Once he was well enough and had his medical clearance, Hanlon put down the lead vocals, recorded by Lynch, who he pays another compliment.

He’s buoyed, with encouragement of fans from across the country, to head out and play concerts again. He’s been pretty keen to commence those shows in Howick, and An Evening with a Songwriter – John Hanlon – Lounging Around at The Lounge in Wellington Street is on November 19.

“You know you’re a good musician when Cat Stevens flies you to France to work on his album.”

Lynch played on Yousef Islam/Cat Steven’s album Tea for the Tillerman II, re-recorded in 2020 to celebrate its original release fifty years earlier. There were fresh takes and reworking delivered on some of the classic songs.

It’s something Hanlon is very aware of, especially when how to approach the hit songs his audiences will be expecting.

“What I’ve been able to do is reconnect with people who have me frozen in the 1970s.
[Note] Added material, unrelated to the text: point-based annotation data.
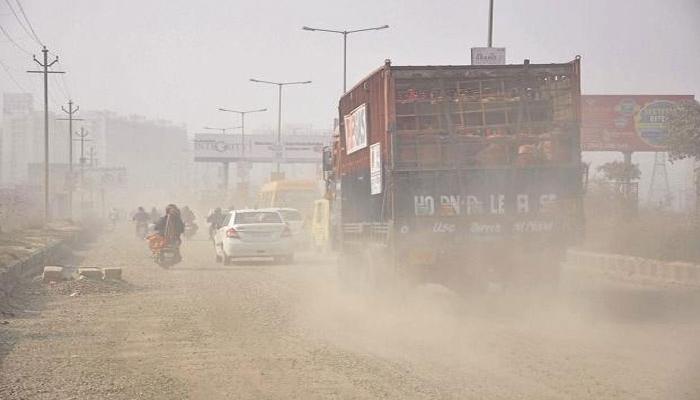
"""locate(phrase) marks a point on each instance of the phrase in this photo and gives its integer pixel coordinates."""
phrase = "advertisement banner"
(488, 55)
(625, 123)
(212, 147)
(356, 129)
(375, 168)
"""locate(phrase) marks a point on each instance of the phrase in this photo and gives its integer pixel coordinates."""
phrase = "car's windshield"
(257, 217)
(291, 215)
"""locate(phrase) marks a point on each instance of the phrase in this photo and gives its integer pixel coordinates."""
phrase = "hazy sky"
(179, 60)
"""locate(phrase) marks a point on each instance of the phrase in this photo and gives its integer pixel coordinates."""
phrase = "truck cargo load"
(455, 170)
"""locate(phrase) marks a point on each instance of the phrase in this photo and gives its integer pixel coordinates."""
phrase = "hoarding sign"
(625, 123)
(375, 168)
(356, 129)
(212, 147)
(488, 55)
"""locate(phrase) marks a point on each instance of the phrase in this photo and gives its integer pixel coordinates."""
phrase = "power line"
(20, 48)
(21, 9)
(19, 20)
(12, 78)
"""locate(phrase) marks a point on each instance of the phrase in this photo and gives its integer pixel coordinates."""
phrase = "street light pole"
(279, 110)
(345, 34)
(242, 114)
(490, 23)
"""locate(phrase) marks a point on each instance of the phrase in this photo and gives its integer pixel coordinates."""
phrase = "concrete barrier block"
(112, 273)
(679, 272)
(695, 274)
(52, 274)
(90, 272)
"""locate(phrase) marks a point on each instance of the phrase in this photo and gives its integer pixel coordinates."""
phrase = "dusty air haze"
(279, 297)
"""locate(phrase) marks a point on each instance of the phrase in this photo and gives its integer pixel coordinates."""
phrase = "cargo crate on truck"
(459, 173)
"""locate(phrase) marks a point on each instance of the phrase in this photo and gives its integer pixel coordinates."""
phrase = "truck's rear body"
(455, 160)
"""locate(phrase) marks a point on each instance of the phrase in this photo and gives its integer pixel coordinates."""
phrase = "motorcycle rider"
(215, 220)
(141, 218)
(113, 217)
(188, 216)
(170, 226)
(154, 215)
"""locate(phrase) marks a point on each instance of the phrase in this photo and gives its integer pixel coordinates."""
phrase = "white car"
(254, 233)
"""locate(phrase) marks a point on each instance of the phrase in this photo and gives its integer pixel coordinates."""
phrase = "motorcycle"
(164, 254)
(190, 230)
(141, 229)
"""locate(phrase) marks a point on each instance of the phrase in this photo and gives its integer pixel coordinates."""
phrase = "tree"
(683, 131)
(618, 171)
(683, 141)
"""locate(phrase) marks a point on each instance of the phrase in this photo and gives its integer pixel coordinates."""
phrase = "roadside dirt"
(261, 331)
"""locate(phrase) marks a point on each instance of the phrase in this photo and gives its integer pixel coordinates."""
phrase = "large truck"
(459, 174)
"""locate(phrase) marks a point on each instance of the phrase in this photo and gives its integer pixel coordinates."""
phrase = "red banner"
(625, 123)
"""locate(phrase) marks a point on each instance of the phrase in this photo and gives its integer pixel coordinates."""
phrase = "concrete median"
(636, 269)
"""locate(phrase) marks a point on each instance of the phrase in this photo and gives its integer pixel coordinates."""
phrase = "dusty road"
(263, 331)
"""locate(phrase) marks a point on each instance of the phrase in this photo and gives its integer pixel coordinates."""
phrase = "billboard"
(213, 147)
(625, 123)
(488, 55)
(356, 129)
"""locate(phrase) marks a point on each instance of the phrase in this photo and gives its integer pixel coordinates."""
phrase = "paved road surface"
(263, 331)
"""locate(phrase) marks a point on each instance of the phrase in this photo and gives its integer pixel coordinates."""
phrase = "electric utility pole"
(82, 135)
(70, 111)
(45, 65)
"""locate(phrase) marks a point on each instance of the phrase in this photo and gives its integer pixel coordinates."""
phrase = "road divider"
(635, 269)
(25, 253)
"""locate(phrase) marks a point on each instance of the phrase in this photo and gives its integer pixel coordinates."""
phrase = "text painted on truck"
(493, 204)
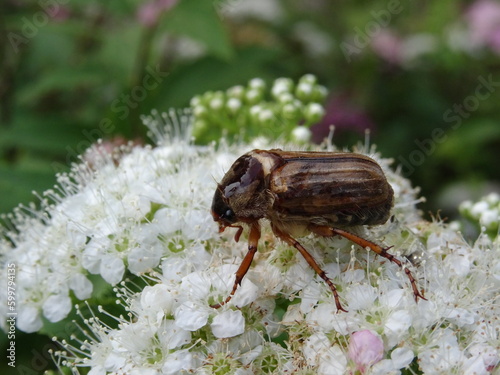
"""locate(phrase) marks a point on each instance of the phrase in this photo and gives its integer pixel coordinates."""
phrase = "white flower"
(81, 286)
(301, 134)
(147, 216)
(228, 324)
(56, 307)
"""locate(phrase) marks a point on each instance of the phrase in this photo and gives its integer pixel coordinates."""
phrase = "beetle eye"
(229, 215)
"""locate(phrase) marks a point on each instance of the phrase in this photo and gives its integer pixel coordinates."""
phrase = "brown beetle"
(303, 192)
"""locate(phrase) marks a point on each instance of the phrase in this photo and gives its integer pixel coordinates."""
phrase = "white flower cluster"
(150, 215)
(485, 213)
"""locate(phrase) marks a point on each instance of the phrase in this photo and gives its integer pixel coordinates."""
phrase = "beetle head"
(238, 197)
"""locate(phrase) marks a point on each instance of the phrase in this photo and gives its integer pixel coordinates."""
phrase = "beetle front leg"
(330, 232)
(309, 258)
(253, 241)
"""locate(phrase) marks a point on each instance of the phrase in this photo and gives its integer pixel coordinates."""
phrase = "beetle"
(302, 192)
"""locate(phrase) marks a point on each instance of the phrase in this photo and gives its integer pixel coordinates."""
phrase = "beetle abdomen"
(343, 189)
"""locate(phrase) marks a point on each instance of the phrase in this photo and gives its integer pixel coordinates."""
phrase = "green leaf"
(199, 20)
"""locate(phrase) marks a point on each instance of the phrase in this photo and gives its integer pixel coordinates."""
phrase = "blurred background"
(423, 76)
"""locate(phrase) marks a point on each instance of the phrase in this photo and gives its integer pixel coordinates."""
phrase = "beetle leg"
(253, 240)
(309, 258)
(330, 232)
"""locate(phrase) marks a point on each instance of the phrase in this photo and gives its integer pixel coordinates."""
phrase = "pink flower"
(365, 349)
(388, 46)
(484, 22)
(344, 115)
I understand that. I was part of the musical landscape at that part of their lives.

“I’ve written by far the greatest amount of songs and recorded since that time, of course. I just wasn’t doing it public. I sort of had walked away.

“I released an album called Short Stories in 1988. It’s got that ’80s sound, with the voices quite back in the mix.

“Then I didn’t release anything until the late 1990s, when I was in a studio working on an advertising track for a television commercial.”

Finch was working with Hanlon and heard John playing guitar, a song of his and Finch liked it.

“That song, Twenty Men in Penguin Suits, on the album After the Dam Broke, was the first ever song I recorded that involved programming. It was a laborious process for me.

“I rather much sit down – 1, 2, 3 – the band plays, I sing, and then it’s all over.”

With 23 songs on Naked Truth, and Hanlon’s penchant for travel, it is understandable geographic references run through it. Places such as a Street in St Germain, his home patch Muriwai, and, the Big Apple.

John Hanlon rockin’ the 1970s look.

“I love New York. Every time I go there I’m inspired by so many things going on. And it’s a different place now from the 1970s when I first went. It was pretty rough.

“New York, like many of the great cities of the world, is a walking city. I’ve been there many times.

“I literally had this strange feeling and was overwhelmed and realised I was standing outside of the Dakota Building, right where John Lennon had been killed.

“That’s why I have that line, ‘I always cry each time I walk by where John Lennon died’.”